Selon lui, « la guerre sera perdue quand ils auront conscience qu’ils perdent la guerre », et non en fonction de gains et pertes de territoires.

Il a ainsi appelé les Occidentaux à poursuivre leur aide : « aucune dépense n’est excessive pour l’Ukraine ».

« Ce qui est à craindre, c’est une désescalade » et que les alliés de Kyiv relâchent leurs efforts, a abondé M. Khodorkovski, emprisonné entre 2003 et 2013 après avoir été un des hommes les plus riches de Russie.

Mme Scherbakova, dont l’ONG Memorial, qui visait notamment à documenter les crimes du stalinisme, a été dissoute fin 2021, a dit elle aussi partager cette vision d’une victoire ukrainienne indispensable au changement démocratique.

« C’est une période tragique, c’est douloureux à entendre pour les Ukrainiens car ils payent de leur sang, mais […] pour aller dans la rue en Russie, il faut être très courageux », a-t-elle fait valoir.

Elle a mis en garde contre la « pure manipulation » en cours selon elle en Russie. « Il y a une réécriture de l’histoire », car les Russes ne « ressentent pas le besoin d’affronter les crimes commis dans le passé », à l’époque de l’URSS.

« Une des erreurs après la chute de l’URSS, c’est qu’il n’y a pas eu assez d’efforts pour expliquer aux gens ce que signifie la démocratie », a de son côté expliqué Mme Nemtsova.

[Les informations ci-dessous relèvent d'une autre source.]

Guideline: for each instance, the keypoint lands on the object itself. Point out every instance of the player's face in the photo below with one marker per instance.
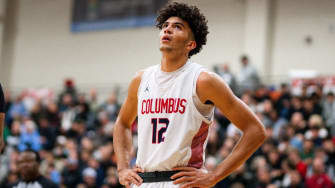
(176, 35)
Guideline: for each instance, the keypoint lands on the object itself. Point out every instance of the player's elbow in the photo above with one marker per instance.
(257, 132)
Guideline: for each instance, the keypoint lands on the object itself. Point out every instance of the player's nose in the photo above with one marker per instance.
(167, 30)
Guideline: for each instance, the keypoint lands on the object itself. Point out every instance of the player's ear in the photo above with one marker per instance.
(191, 45)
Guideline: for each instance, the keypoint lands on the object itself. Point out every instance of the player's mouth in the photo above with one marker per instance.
(166, 38)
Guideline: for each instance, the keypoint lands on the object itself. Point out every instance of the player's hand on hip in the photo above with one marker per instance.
(190, 177)
(2, 145)
(130, 176)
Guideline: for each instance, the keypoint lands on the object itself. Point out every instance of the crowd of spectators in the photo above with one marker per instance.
(73, 136)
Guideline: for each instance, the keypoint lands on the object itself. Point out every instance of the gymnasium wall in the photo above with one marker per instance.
(294, 21)
(44, 51)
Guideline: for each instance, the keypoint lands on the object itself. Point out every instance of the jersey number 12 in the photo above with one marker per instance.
(159, 135)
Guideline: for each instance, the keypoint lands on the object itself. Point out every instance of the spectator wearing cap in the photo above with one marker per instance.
(28, 166)
(71, 173)
(329, 112)
(89, 177)
(319, 178)
(30, 137)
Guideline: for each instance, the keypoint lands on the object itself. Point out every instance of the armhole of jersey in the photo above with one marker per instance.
(140, 85)
(209, 119)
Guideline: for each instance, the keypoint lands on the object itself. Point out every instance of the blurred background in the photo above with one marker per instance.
(65, 67)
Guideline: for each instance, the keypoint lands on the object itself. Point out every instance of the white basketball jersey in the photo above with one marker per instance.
(171, 130)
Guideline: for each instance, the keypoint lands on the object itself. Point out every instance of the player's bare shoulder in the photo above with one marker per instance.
(135, 83)
(211, 86)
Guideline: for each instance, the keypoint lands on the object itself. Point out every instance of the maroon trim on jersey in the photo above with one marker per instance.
(197, 146)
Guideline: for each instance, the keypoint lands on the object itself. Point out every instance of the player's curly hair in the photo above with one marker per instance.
(190, 14)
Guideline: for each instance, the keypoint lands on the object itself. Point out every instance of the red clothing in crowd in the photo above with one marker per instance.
(319, 181)
(302, 169)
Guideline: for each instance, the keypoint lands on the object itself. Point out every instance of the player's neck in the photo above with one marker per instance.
(171, 63)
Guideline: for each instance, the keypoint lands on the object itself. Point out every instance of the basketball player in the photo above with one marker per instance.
(2, 119)
(174, 102)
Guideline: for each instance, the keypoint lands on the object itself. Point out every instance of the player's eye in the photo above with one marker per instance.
(164, 25)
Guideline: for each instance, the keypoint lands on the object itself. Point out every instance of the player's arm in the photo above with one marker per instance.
(2, 118)
(212, 88)
(122, 137)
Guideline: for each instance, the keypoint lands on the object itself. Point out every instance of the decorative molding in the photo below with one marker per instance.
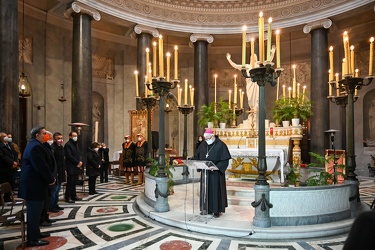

« Pour un éventuel avenir démocratique russe, il faut parler à la société russe : la majorité d’entre eux sont neutres, ne s’intéressent pas à l’Ukraine, pensent qu’ils ne peuvent pas avoir d’influence, ils baissent donc les bras », a-t-elle décrit. « Notre plus grande mission est de les aider à réfléchir aux atrocités commises en Ukraine ».